La GMF justifie des sommes réclamées au titre de l’indemnisation versée en réparation du véhicule et produit le rapport d’expertise fixant le coût de réparation du véhicule et le versement de ces sommes pour le compte de son assurée au titre des réparations pour un montant de 3.220,52 euros.
En conséquence, Madame [F] [H] sera condamnée à payer à la GMF la somme de 3.220,52 euros avec intérêts au taux légal à compter de la notification de la présente décision.
III- SUR LA DEMANDE DE DELAIS DE PAIEMENT
Madame [F] [H] reconnaît devoir la somme de 3.220,52 euros et sollicite 24 mois de délais de paiement.

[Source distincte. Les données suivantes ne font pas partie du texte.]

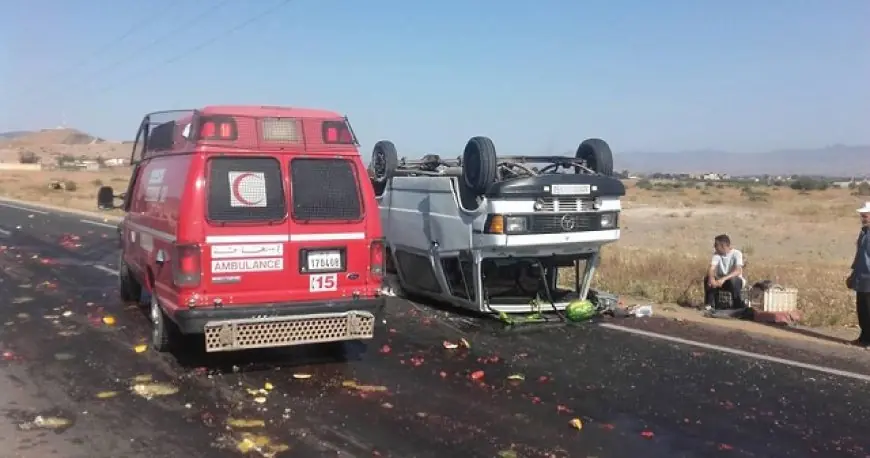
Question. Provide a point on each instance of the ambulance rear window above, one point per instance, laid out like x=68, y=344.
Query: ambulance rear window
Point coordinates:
x=243, y=189
x=324, y=189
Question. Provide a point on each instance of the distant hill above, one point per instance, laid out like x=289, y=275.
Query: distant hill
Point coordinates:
x=13, y=134
x=50, y=143
x=47, y=137
x=835, y=160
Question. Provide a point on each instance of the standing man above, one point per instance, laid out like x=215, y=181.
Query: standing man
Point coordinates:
x=859, y=279
x=725, y=272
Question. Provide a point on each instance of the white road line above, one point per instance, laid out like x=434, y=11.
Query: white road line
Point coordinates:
x=107, y=270
x=747, y=354
x=27, y=209
x=97, y=223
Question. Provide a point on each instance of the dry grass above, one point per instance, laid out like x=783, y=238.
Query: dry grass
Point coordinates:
x=34, y=186
x=802, y=240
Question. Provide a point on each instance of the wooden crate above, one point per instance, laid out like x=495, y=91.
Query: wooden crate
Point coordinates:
x=778, y=299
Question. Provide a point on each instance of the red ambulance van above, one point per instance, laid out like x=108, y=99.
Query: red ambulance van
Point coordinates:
x=256, y=226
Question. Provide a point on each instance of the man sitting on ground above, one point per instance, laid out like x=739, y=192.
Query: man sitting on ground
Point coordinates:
x=725, y=273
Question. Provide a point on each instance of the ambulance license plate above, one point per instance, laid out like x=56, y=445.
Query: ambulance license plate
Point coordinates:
x=321, y=261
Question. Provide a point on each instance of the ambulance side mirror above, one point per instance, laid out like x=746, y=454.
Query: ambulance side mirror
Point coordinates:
x=106, y=198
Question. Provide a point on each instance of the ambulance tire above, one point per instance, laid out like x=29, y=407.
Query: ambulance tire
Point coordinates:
x=129, y=288
x=164, y=333
x=385, y=154
x=479, y=164
x=597, y=155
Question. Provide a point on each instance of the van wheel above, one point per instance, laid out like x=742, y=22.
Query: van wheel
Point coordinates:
x=130, y=289
x=479, y=163
x=597, y=155
x=385, y=160
x=163, y=332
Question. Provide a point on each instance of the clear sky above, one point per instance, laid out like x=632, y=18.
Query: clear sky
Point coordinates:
x=537, y=77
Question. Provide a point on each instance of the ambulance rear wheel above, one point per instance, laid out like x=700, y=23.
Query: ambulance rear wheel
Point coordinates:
x=597, y=155
x=479, y=164
x=130, y=289
x=385, y=161
x=163, y=331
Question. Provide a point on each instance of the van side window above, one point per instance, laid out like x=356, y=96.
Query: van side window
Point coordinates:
x=242, y=189
x=325, y=189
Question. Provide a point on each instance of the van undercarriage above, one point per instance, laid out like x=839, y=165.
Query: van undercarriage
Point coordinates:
x=498, y=284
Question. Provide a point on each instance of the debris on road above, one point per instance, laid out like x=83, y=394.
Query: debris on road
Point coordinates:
x=365, y=388
x=149, y=390
x=41, y=422
x=245, y=423
x=260, y=444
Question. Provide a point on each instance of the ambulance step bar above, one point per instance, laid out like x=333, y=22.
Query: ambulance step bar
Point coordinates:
x=284, y=331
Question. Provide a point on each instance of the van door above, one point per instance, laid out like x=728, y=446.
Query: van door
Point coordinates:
x=246, y=261
x=328, y=228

L’article 1343-5 du code civil dispose que « Le juge peut, compte tenu de la situation du débiteur et en considération des besoins du créancier, reporter ou échelonner, dans la limite de deux années, le paiement des sommes dues. Par décision spéciale et motivée, il peut ordonner que les sommes correspondant aux échéances reportées porteront intérêt à un taux réduit au moins égal au taux légal, ou que les paiements s’imputeront d’abord sur le capital.Il peut subordonner ces mesures à l’accomplissement par le débiteur d’actes propres à faciliter ou à garantir le paiement de la dette. La décision du juge suspend les procédures d’exécution qui auraient été engagées par le créancier. Les majorations d’intérêts ou les pénalités prévues en cas de retard ne sont pas encourues pendant le délai fixé par le juge. Toute stipulation contraire est réputée non écrite. Les dispositions du présent article ne sont pas applicables aux dettes d’aliment ».

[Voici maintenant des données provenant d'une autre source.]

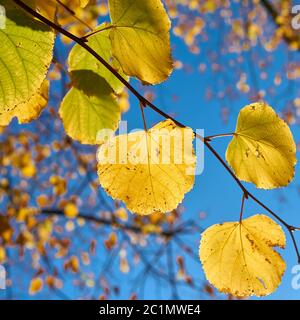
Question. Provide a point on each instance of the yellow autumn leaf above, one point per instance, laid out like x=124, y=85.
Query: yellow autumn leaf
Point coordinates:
x=83, y=3
x=30, y=110
x=146, y=25
x=239, y=259
x=35, y=286
x=71, y=210
x=150, y=171
x=262, y=150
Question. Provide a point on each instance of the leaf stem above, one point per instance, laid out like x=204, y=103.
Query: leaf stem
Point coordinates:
x=145, y=102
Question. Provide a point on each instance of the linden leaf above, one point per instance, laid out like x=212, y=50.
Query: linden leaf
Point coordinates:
x=25, y=55
x=71, y=210
x=150, y=171
x=45, y=8
x=140, y=39
x=80, y=59
x=238, y=258
x=262, y=150
x=83, y=3
x=89, y=107
x=30, y=110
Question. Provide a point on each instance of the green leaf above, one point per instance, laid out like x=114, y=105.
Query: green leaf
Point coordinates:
x=140, y=39
x=80, y=59
x=89, y=107
x=262, y=150
x=25, y=56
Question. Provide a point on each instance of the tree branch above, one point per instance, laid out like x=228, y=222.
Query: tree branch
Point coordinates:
x=146, y=102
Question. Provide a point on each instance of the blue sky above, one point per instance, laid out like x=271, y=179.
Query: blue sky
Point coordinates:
x=215, y=192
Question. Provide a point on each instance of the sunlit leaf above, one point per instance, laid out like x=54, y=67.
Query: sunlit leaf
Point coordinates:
x=25, y=55
x=262, y=150
x=35, y=286
x=30, y=110
x=71, y=210
x=238, y=258
x=140, y=39
x=149, y=171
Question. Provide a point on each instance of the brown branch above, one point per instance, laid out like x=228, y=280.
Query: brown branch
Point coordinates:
x=146, y=102
x=167, y=233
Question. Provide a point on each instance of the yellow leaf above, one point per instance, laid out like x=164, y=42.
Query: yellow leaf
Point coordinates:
x=149, y=171
x=140, y=39
x=36, y=285
x=262, y=150
x=26, y=52
x=83, y=3
x=89, y=108
x=46, y=8
x=30, y=110
x=71, y=210
x=80, y=59
x=238, y=258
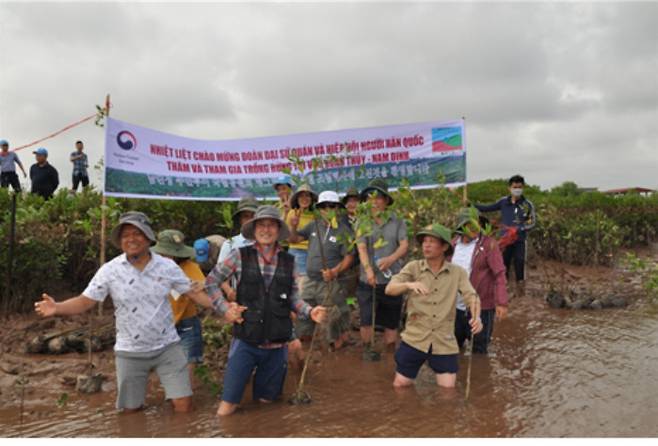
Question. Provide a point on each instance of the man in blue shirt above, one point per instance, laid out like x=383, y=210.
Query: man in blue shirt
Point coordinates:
x=517, y=214
x=44, y=176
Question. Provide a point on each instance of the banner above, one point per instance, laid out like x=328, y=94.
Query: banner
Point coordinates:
x=145, y=163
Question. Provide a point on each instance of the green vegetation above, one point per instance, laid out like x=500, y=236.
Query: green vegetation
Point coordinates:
x=57, y=241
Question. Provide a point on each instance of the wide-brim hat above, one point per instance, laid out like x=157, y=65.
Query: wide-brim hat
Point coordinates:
x=294, y=200
x=172, y=243
x=249, y=204
x=263, y=213
x=351, y=192
x=328, y=197
x=138, y=220
x=377, y=185
x=283, y=179
x=438, y=231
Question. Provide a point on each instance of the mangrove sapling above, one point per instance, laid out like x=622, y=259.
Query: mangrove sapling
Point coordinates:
x=301, y=396
x=370, y=353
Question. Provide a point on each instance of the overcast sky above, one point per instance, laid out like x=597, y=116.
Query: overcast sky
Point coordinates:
x=553, y=91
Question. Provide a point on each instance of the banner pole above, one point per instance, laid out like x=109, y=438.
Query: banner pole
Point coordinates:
x=103, y=211
x=465, y=196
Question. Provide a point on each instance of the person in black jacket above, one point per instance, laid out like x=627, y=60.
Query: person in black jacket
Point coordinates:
x=43, y=175
x=267, y=293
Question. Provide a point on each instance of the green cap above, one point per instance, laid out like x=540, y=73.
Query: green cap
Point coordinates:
x=351, y=192
x=171, y=243
x=377, y=185
x=246, y=204
x=305, y=187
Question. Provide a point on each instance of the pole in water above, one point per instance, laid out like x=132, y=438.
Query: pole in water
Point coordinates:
x=12, y=243
x=370, y=354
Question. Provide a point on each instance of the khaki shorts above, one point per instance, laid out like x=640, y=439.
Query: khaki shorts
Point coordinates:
x=133, y=371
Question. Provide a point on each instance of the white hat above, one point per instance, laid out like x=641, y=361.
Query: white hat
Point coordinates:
x=328, y=196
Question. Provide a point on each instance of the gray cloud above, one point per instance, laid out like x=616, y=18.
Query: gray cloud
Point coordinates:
x=555, y=91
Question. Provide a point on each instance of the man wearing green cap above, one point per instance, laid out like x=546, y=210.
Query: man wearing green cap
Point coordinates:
x=381, y=250
x=480, y=256
x=432, y=285
x=267, y=293
x=171, y=244
x=8, y=162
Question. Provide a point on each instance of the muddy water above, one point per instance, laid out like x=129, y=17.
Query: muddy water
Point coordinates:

En l’espèce, Madame [F] [H] expose à l’audience être étudiante, avoir rencontré des difficultés l’ayant conduit à une hospitalisation. Elle précise être retournée vivre chez ses parents qui vont l’aider à régler sa dette, qu’elle ne conteste pas .

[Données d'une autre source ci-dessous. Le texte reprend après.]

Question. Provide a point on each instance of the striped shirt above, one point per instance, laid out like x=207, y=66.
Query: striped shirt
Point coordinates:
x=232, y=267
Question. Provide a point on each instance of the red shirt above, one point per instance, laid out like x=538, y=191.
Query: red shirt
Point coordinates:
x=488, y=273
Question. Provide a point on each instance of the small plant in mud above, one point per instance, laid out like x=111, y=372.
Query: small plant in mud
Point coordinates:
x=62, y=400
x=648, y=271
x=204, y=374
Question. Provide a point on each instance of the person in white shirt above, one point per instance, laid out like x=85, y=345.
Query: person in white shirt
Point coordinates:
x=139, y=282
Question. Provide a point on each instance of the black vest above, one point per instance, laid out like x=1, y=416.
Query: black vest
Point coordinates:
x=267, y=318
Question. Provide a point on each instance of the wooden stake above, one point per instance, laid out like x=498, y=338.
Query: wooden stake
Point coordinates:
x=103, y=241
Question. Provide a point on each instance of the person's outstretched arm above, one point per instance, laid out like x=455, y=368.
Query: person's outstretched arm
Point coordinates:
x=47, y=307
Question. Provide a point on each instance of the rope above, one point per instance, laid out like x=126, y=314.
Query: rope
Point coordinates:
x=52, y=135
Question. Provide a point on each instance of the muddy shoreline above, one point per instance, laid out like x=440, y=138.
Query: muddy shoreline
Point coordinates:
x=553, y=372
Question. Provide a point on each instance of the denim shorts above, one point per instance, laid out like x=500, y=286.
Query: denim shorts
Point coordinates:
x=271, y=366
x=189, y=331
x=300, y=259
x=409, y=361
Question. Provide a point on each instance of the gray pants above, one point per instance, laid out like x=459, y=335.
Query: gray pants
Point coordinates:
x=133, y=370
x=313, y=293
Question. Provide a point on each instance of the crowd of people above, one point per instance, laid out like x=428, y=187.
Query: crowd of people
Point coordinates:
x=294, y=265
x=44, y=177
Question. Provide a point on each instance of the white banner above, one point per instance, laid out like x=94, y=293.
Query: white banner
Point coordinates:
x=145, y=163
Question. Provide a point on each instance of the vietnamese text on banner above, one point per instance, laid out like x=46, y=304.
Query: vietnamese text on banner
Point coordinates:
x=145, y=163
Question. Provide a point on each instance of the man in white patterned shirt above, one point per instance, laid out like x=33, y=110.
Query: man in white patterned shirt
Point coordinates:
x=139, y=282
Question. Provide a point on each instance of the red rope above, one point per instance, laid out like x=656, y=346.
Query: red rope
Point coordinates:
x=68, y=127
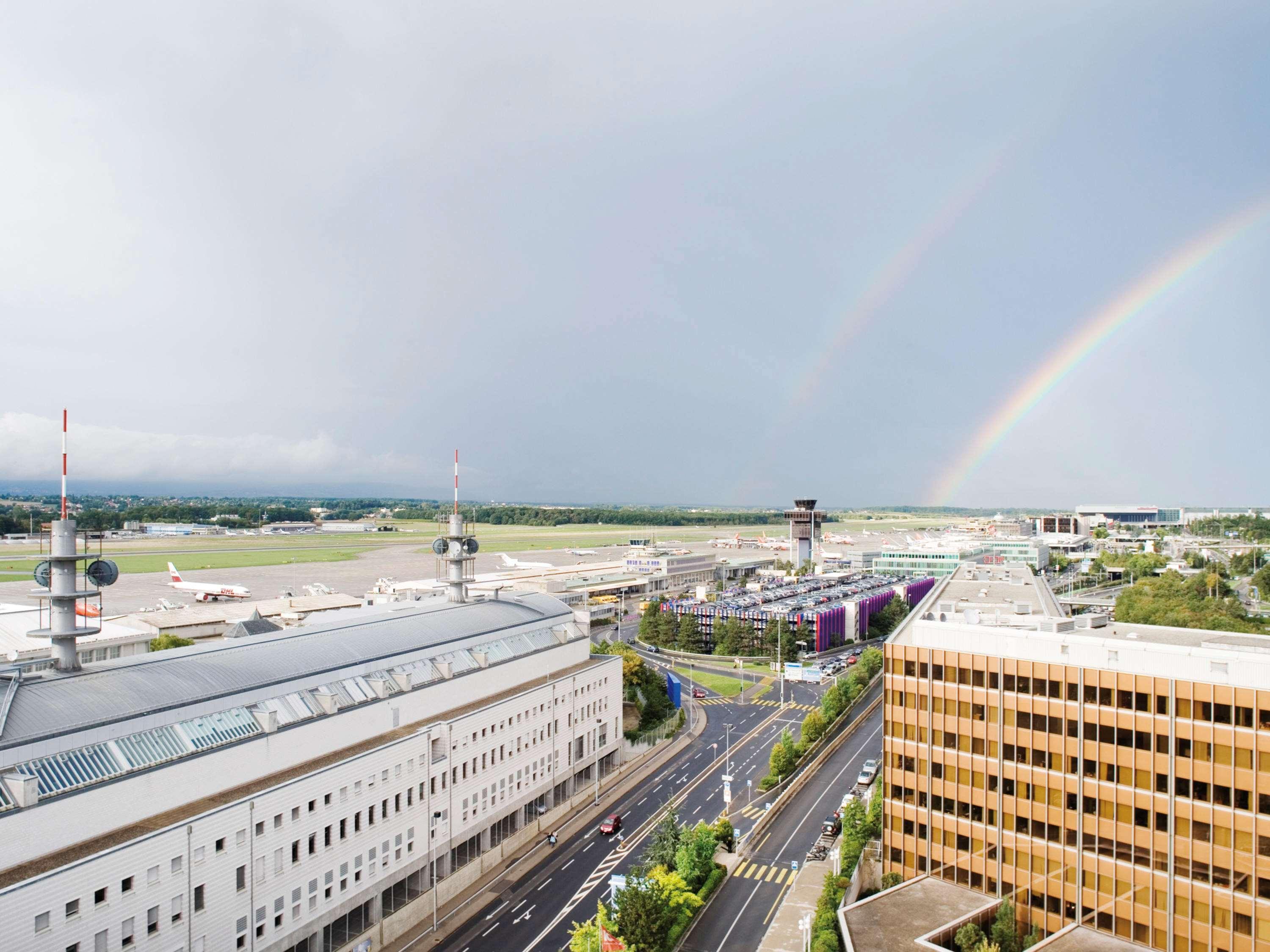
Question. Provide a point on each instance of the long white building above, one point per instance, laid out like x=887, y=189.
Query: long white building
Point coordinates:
x=299, y=790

En conséquence, un délai de 24 mois lui sera accordé pour apurer sa dette à l’égard de la GMF dans les conditions décrites au dispositif.
IV – SUR LES DEMANDES ACCESSOIRES
Madame [F] [H], partie perdante, supportera la charge des entiers dépens.
Compte tenu des démarches judiciaires que la GMF a dû accomplir, Madame [F] [H] sera condamnée à lui verser la somme de 300 euros sur le fondement de l’article 700 du code de procédure civile.
La présente décision est de plein droit exécutoire.
PAR CES MOTIFS
Le Tribunal de Proximité de Saint-Germain-en-Laye, par jugement contradictoire et en dernier ressort, mis à disposition au greffe
DECLARE la société AM-GMF recevable en son action,
CONDAMNE Madame [F] [H] à payer à la SA AM-GMF la somme de 3.220,52 euros avec intérêts au taux légal à compter de la notification de la présente décision.
ACCORDE à Madame [F] [H] la faculté d’apurer sa dette au plus tard le 10 de chaque mois et pour la première fois le 10 du mois suivant la signification de la présente décision en 24 mensualités équivalentes d’un montant de 134,18 euros chacune, la 24ème mensualité devant en outre solder la somme due en principal, intérêts et accessoires.
DIT que le défaut de paiement d’un seul règlement à l’échéance prescrite entraînera la déchéance du terme et que la totalité du solde restant dû deviendra immédiatement exigible,
RAPPELLE que l’application des dispositions de l’article 1343-5 du code civil suspend les procédures d’exécution qui auraient été engagées par le créancier et que les majorations d’intérêts ou les pénalités encourues à raison du retard cessent d’être dues pendant les délais accordés ;
CONDAMNE Madame [F] [H] aux entiers dépens,
CONDAMNE Madame [F] [H] à payer à la SA AM-GMF la somme de 300 euros en application de l’article 700 du code de procédure civile,
RAPPELLE que le présent jugement est de plein droit revêtu de l’exécution provisoire.
Ainsi jugé et prononcé par mise à disposition au greffe du Tribunal de Proximité le 23 juillet 2025, les parties en ayant été préalablement avisées dans les conditions prévues au deuxième alinéa de l’article 450 du code de procédure civile, la minute étant signée par Madame Martine SULTAN, magistrat à titre temporaire et par Monsieur Victor ANTONY, greffier.